Es müssen nicht die frühen Morgenstunden sein. Jeder Alltag sieht anders aus, aber kleine Schritte können einen großen Unterschied machen.

Hier ein paar Ideen, wie du Räume für dein Selbstsein schaffen kannst:

  • Stille suchen: auch wenn es nur fünf Minuten sind – einmal tief durchatmen, Handy weglegen und bewusst in die Ruhe gehen.
  • Schreiben: ein paar Gedanken ins Tagebuch oder ein Gebet auf Papier festhalten.
  • Natur erleben: ein kurzer Spaziergang, barfuß durchs Gras oder den Himmel anschauen.
  • Gebet im Alltag: im Auto, beim Kochen, im Chaos. Gott einen kurzen Gedanken hinhalten.
  • Ehrlich sein: dir selbst erlauben zu fühlen, was gerade da ist – Freude, Müdigkeit, Sehnsucht.

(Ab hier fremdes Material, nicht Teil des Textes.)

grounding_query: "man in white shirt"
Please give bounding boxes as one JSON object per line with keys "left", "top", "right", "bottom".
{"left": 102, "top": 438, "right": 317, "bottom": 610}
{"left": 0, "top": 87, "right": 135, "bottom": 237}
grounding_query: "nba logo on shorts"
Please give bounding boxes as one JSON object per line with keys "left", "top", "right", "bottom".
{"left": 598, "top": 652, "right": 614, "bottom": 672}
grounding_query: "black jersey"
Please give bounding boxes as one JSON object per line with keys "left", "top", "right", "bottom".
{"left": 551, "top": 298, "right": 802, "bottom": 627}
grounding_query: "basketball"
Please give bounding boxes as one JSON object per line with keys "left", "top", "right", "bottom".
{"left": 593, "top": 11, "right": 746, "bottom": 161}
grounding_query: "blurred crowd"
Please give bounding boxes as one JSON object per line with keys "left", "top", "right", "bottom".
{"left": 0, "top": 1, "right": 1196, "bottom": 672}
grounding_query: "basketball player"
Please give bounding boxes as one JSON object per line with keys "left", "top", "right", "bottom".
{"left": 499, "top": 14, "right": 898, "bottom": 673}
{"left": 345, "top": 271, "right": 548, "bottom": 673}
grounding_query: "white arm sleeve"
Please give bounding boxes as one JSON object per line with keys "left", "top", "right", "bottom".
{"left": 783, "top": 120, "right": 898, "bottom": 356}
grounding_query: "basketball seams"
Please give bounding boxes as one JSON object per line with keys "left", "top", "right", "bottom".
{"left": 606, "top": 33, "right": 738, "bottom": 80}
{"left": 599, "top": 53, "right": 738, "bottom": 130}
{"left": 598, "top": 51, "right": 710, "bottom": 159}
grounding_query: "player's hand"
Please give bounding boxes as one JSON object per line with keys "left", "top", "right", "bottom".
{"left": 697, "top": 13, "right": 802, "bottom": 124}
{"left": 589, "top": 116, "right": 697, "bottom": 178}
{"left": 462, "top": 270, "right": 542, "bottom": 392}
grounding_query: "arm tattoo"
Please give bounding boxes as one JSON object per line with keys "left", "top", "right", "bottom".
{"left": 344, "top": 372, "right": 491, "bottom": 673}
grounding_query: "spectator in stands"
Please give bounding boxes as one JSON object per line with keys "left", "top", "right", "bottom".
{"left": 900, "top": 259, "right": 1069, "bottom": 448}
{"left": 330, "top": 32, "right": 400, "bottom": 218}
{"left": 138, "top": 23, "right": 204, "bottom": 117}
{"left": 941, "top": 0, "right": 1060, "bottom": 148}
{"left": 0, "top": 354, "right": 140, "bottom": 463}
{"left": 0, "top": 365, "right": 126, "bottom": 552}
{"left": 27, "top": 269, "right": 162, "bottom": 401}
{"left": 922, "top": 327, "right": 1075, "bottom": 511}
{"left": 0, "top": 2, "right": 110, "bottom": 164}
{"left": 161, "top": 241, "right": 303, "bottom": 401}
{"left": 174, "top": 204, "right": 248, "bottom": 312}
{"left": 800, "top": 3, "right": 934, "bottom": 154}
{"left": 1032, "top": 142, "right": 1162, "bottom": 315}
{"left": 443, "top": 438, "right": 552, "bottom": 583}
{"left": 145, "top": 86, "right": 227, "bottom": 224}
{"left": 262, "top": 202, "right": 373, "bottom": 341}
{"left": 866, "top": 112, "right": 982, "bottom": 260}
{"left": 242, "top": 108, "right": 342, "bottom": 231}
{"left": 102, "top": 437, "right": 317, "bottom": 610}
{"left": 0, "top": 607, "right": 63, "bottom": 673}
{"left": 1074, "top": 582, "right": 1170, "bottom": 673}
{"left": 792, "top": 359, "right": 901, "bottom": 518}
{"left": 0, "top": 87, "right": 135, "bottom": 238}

Vielleicht magst du auch einmal etwas ganz Praktisches ausprobieren: Nimm dir einen Moment, atme tief durch und stell dir vor, welche Rolle du gerade trägst. Die Kleidung einer Mutter, die Jacke einer Arbeitnehmerin, die Schuhe einer Freundin. Dann stell dir vor, wie du diese Kleidungsstücke Stück für Stück ablegst. Bis nur noch du selbst vor Gott stehst.

Vielleicht spürst du dabei den Impuls: Darf ich so nackt vor Gott stehen? Ist das nicht falsch, vielleicht sogar gotteslästerlich? Wenn es dir so geht, empfehle ich dir, die ersten Kapitel der Bibel zu lesen (1. Mose 2–3). Dort sehen wir Adam und Eva, die „nackt und ohne Scham“ vor Gott lebten, bevor die Sünde Scham und Verstecken in die Welt brachte.

Genau dorthin lädt Gott uns zurück: in seine Gegenwart, wo wir ohne Masken und Rollen vor ihm sein dürfen.

Mein persönliches Fazit: Identität bei Jesus finden

Was ich in meiner stillen Zeit gelernt habe: Manchmal müssen wir alte Rituale loslassen, um Platz für neuen Segen zu schaffen. Für mich bedeutete das, die Vorstellung von Abendzeiten mit Jesus loszulassen und stattdessen früher ins Bett zu gehen und früh morgens aufzustehen. Für dich sieht das vielleicht ganz anders aus. Und das ist gut so.

Das Entscheidende ist: In dem wir ihn sehen, erkennen wir uns selbst. Bei ihm finden wir unsere Identität. Und in seinem Blick dürfen wir einfach wir selbst sein.